Blurbs sell books, and so several reviewers’ laudatory words are often to be found on the covers of books both excellent and ordinary. At least we may read the book and decide for ourselves if we will trust the reviewers’ recommendations again. But unattributed jacket copy is a different beast. Here is an example of praise beyond fulsome:
In [the book] she stares down her own death, and, in so doing, forces endless superimpositions of the possible on the impossible–an act that simultaneously defies and embraces the inevitable, and is, finally, mimetic. Over and over, at each wild leap or transformation, flames shoot up the reader’s spine.
So reads the end of the jacket blurb on Louise Gluck’s The Seven Ages. I cannot think that the word “mimetic” draws in potential readers; perhaps the writer felt confident enough that Gluck’s much deserved renown as Poet Laureate and eight previously published volumes of poetry would be quite enough to ensure sales.

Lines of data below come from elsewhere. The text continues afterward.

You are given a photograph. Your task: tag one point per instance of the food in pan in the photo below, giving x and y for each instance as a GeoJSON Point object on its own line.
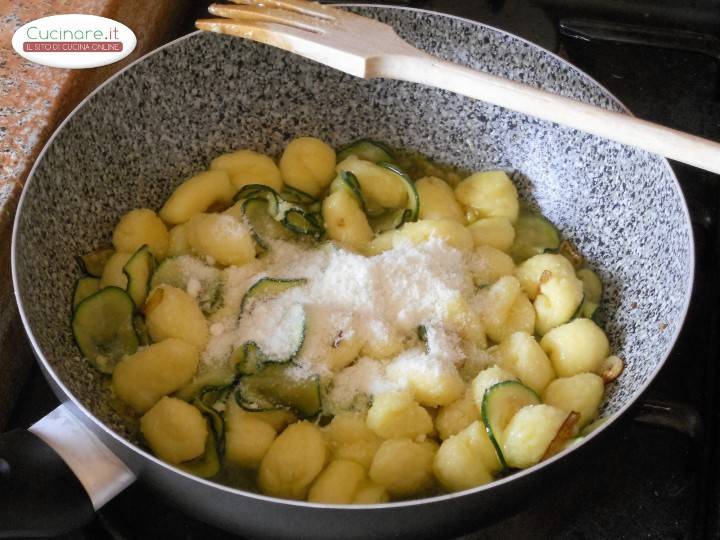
{"type": "Point", "coordinates": [346, 327]}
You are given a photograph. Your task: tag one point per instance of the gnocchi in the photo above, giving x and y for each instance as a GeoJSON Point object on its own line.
{"type": "Point", "coordinates": [333, 329]}
{"type": "Point", "coordinates": [175, 430]}
{"type": "Point", "coordinates": [172, 313]}
{"type": "Point", "coordinates": [403, 466]}
{"type": "Point", "coordinates": [293, 461]}
{"type": "Point", "coordinates": [143, 378]}
{"type": "Point", "coordinates": [437, 200]}
{"type": "Point", "coordinates": [491, 194]}
{"type": "Point", "coordinates": [140, 227]}
{"type": "Point", "coordinates": [308, 164]}
{"type": "Point", "coordinates": [197, 194]}
{"type": "Point", "coordinates": [248, 167]}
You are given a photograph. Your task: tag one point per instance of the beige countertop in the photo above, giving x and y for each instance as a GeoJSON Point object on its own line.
{"type": "Point", "coordinates": [33, 101]}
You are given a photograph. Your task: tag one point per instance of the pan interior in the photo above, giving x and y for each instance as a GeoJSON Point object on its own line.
{"type": "Point", "coordinates": [166, 117]}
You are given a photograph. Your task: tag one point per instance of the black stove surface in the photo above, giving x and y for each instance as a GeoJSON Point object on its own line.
{"type": "Point", "coordinates": [656, 474]}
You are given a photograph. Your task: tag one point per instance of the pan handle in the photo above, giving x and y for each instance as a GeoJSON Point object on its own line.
{"type": "Point", "coordinates": [54, 476]}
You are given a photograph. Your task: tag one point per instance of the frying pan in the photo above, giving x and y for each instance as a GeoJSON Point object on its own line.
{"type": "Point", "coordinates": [165, 117]}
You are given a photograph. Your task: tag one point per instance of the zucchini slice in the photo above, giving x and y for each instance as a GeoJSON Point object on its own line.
{"type": "Point", "coordinates": [500, 403]}
{"type": "Point", "coordinates": [84, 287]}
{"type": "Point", "coordinates": [295, 217]}
{"type": "Point", "coordinates": [141, 330]}
{"type": "Point", "coordinates": [413, 197]}
{"type": "Point", "coordinates": [296, 196]}
{"type": "Point", "coordinates": [367, 149]}
{"type": "Point", "coordinates": [394, 219]}
{"type": "Point", "coordinates": [249, 358]}
{"type": "Point", "coordinates": [208, 464]}
{"type": "Point", "coordinates": [592, 289]}
{"type": "Point", "coordinates": [93, 263]}
{"type": "Point", "coordinates": [533, 235]}
{"type": "Point", "coordinates": [302, 223]}
{"type": "Point", "coordinates": [177, 272]}
{"type": "Point", "coordinates": [275, 388]}
{"type": "Point", "coordinates": [267, 288]}
{"type": "Point", "coordinates": [347, 180]}
{"type": "Point", "coordinates": [422, 336]}
{"type": "Point", "coordinates": [262, 224]}
{"type": "Point", "coordinates": [139, 269]}
{"type": "Point", "coordinates": [210, 381]}
{"type": "Point", "coordinates": [103, 328]}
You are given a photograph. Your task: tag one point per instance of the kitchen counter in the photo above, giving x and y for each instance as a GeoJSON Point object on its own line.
{"type": "Point", "coordinates": [33, 101]}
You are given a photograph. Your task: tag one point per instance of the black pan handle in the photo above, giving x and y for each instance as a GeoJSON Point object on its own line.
{"type": "Point", "coordinates": [55, 475]}
{"type": "Point", "coordinates": [39, 493]}
{"type": "Point", "coordinates": [679, 417]}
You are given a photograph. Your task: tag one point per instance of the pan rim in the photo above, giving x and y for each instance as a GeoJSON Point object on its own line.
{"type": "Point", "coordinates": [49, 370]}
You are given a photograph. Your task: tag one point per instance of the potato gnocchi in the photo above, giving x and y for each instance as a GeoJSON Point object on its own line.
{"type": "Point", "coordinates": [327, 327]}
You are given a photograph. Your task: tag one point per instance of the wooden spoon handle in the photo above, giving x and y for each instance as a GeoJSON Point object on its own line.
{"type": "Point", "coordinates": [424, 69]}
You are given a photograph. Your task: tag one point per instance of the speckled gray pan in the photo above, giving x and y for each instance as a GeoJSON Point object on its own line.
{"type": "Point", "coordinates": [167, 116]}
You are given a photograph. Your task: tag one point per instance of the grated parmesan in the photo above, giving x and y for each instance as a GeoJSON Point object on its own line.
{"type": "Point", "coordinates": [346, 295]}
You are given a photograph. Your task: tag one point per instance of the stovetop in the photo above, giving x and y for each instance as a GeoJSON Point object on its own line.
{"type": "Point", "coordinates": [656, 474]}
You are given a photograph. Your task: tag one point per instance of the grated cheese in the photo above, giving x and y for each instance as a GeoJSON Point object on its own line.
{"type": "Point", "coordinates": [377, 298]}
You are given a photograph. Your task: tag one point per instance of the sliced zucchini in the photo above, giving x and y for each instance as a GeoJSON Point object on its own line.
{"type": "Point", "coordinates": [208, 464]}
{"type": "Point", "coordinates": [389, 220]}
{"type": "Point", "coordinates": [207, 382]}
{"type": "Point", "coordinates": [347, 180]}
{"type": "Point", "coordinates": [500, 403]}
{"type": "Point", "coordinates": [302, 222]}
{"type": "Point", "coordinates": [262, 223]}
{"type": "Point", "coordinates": [296, 196]}
{"type": "Point", "coordinates": [413, 197]}
{"type": "Point", "coordinates": [267, 288]}
{"type": "Point", "coordinates": [139, 270]}
{"type": "Point", "coordinates": [367, 149]}
{"type": "Point", "coordinates": [274, 388]}
{"type": "Point", "coordinates": [422, 336]}
{"type": "Point", "coordinates": [177, 272]}
{"type": "Point", "coordinates": [395, 218]}
{"type": "Point", "coordinates": [593, 289]}
{"type": "Point", "coordinates": [295, 217]}
{"type": "Point", "coordinates": [103, 328]}
{"type": "Point", "coordinates": [533, 235]}
{"type": "Point", "coordinates": [84, 287]}
{"type": "Point", "coordinates": [249, 358]}
{"type": "Point", "coordinates": [141, 330]}
{"type": "Point", "coordinates": [567, 431]}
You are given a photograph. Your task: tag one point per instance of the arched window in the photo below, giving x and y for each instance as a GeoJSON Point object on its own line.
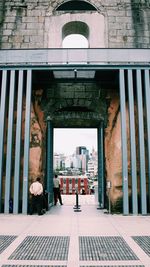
{"type": "Point", "coordinates": [75, 35]}
{"type": "Point", "coordinates": [75, 5]}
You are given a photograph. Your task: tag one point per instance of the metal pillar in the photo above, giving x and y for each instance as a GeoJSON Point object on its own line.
{"type": "Point", "coordinates": [18, 143]}
{"type": "Point", "coordinates": [124, 143]}
{"type": "Point", "coordinates": [2, 119]}
{"type": "Point", "coordinates": [9, 142]}
{"type": "Point", "coordinates": [132, 143]}
{"type": "Point", "coordinates": [147, 98]}
{"type": "Point", "coordinates": [26, 144]}
{"type": "Point", "coordinates": [101, 165]}
{"type": "Point", "coordinates": [50, 160]}
{"type": "Point", "coordinates": [141, 142]}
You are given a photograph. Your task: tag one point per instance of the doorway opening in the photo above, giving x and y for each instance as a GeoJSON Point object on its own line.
{"type": "Point", "coordinates": [76, 160]}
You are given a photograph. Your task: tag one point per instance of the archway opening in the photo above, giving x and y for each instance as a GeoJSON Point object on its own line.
{"type": "Point", "coordinates": [75, 35]}
{"type": "Point", "coordinates": [75, 161]}
{"type": "Point", "coordinates": [75, 41]}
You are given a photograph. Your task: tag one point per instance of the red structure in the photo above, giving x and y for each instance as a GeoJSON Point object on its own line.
{"type": "Point", "coordinates": [70, 184]}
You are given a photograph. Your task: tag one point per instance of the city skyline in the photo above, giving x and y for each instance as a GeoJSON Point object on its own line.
{"type": "Point", "coordinates": [67, 139]}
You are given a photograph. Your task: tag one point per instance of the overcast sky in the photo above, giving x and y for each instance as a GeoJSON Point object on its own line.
{"type": "Point", "coordinates": [66, 140]}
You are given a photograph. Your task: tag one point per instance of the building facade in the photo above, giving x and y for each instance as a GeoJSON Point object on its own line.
{"type": "Point", "coordinates": [105, 86]}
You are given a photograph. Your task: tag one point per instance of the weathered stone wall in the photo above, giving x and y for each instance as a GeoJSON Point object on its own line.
{"type": "Point", "coordinates": [26, 24]}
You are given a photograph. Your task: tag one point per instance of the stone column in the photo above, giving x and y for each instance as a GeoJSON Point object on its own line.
{"type": "Point", "coordinates": [101, 165]}
{"type": "Point", "coordinates": [49, 172]}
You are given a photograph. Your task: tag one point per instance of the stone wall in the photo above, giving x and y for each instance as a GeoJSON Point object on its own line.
{"type": "Point", "coordinates": [27, 23]}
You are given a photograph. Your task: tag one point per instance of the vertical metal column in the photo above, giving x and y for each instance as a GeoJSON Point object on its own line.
{"type": "Point", "coordinates": [124, 143]}
{"type": "Point", "coordinates": [101, 165]}
{"type": "Point", "coordinates": [18, 143]}
{"type": "Point", "coordinates": [50, 160]}
{"type": "Point", "coordinates": [147, 99]}
{"type": "Point", "coordinates": [9, 142]}
{"type": "Point", "coordinates": [2, 120]}
{"type": "Point", "coordinates": [141, 142]}
{"type": "Point", "coordinates": [132, 143]}
{"type": "Point", "coordinates": [26, 144]}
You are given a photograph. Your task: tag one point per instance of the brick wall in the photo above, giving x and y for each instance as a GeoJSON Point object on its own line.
{"type": "Point", "coordinates": [26, 23]}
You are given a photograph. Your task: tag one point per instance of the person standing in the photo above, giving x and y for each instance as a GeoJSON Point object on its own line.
{"type": "Point", "coordinates": [56, 190]}
{"type": "Point", "coordinates": [36, 190]}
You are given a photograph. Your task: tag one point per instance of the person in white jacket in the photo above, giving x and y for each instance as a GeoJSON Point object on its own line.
{"type": "Point", "coordinates": [36, 190]}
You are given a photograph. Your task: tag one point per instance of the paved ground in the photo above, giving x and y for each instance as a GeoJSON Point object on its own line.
{"type": "Point", "coordinates": [63, 237]}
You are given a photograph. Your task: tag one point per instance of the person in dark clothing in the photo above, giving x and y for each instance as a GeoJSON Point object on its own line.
{"type": "Point", "coordinates": [56, 190]}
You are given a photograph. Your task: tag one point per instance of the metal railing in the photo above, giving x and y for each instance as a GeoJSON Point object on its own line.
{"type": "Point", "coordinates": [74, 56]}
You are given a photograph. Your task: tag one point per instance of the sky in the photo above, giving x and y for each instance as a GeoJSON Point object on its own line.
{"type": "Point", "coordinates": [66, 140]}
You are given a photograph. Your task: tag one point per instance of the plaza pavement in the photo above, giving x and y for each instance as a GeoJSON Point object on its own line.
{"type": "Point", "coordinates": [63, 237]}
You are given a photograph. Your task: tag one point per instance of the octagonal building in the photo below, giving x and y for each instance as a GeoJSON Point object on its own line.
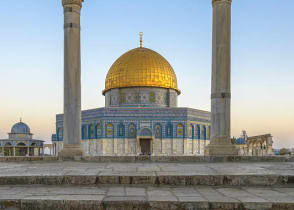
{"type": "Point", "coordinates": [141, 113]}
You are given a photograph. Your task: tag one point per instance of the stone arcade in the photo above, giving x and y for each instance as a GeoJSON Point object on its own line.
{"type": "Point", "coordinates": [20, 142]}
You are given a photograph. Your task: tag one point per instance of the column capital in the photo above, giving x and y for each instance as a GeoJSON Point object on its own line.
{"type": "Point", "coordinates": [75, 2]}
{"type": "Point", "coordinates": [223, 1]}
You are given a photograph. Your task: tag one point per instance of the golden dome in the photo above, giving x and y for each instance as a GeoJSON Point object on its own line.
{"type": "Point", "coordinates": [141, 67]}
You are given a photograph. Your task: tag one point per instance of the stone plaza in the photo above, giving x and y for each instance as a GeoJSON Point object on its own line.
{"type": "Point", "coordinates": [146, 185]}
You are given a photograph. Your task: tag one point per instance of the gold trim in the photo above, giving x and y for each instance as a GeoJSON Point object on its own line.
{"type": "Point", "coordinates": [76, 2]}
{"type": "Point", "coordinates": [219, 1]}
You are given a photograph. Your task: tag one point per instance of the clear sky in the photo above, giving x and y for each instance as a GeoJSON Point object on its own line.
{"type": "Point", "coordinates": [31, 64]}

Such writing, however, makes me want to take cover under my desk and hope that copies of Auerbach do not find me there, and that my friends and relatives don’t believe that this is the kind of drivel that too much graduate school forces one to produce.
I liked Gluck’s collection very much, especially “Youth,” “Grace,” and “Mitosis.” I appreciated the poems about the speaker’s sister, especially after reading Tell the Wolves I’m Home, with its focus on the relationship between the two sisters. However, at no point during my reading did I feel sparks in the vicinity of my spine, let alone flames.
A modest proposal: signed jacket copy.